It estimates that the industry can return to 7-9% annual Net Asset Value (NAV) growth and that they will see modest but steady growth in wireline and sequentially stronger media performance.
The top pick in the industry belongs to none other than Telus. This is a view we’ve long shared at Stocktrades. Telus has outperformed its Big Three peers over the past one, three, five, and ten year periods.
Outside of Quebecor which has trounced the big three in terms of growth, Telus has been the most consistent and has grown revenue at a 5% clip over the past handful of years. In comparison, BCE and Rogers have only averaged 1.25% and 0.74% annual revenue growth over the same period.
Looking forward, Telus is expected to post mid-to-high single digit growth rates and analysts have a one-year price target of $30.41 per share. This implies ~10% upside from today’s price.
According to RBC “there is no other company in our coverage that has as many potential sources of upside to our NAV than Telus". They list broader FTTH coverage, lower churn, and enhanced CAPEX flexibility heading into Fiscal 2023 as key benefits of its $1.5B accelerated 2021-2022 capital program.
Telus (TSX:T) accessing sub-industries
Furthermore, it highlights Telus Agriculture and Telus Health as well positioned to grow margins. One of the most overlooked aspects of Telus is the company’s exposure to sub-industries like agriculture and telehealth.
Much like they did with Telus International, it would not surprise me if the company unlocked this value by spinning out these two as separate, publicly-traded entities down the road.

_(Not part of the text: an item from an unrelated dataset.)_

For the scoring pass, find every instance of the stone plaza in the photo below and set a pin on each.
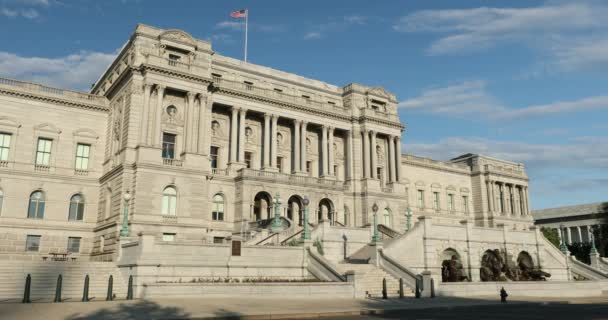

Finally, it is worth noting that Telus is a Canadian Dividend Aristocrat that has achieved 17-years of consecutive annual dividend growth. This is the longest streak among its peers and the 5YR annual rate of 7.1% is 200 basis points higher than that of BCE. Rogers went through a period of dividend stagnation and lost its Aristocrat status a number of years ago and is no longer considered a premium dividend growth stock.
The good news? Telus is expected to maintain this pace of dividend growth (7-10%) through the end of 2022. The company usually announces its dividend growth targets in three-year periods, so investors should get insight into future dividend growth expectations once this current three-year period is close to an end.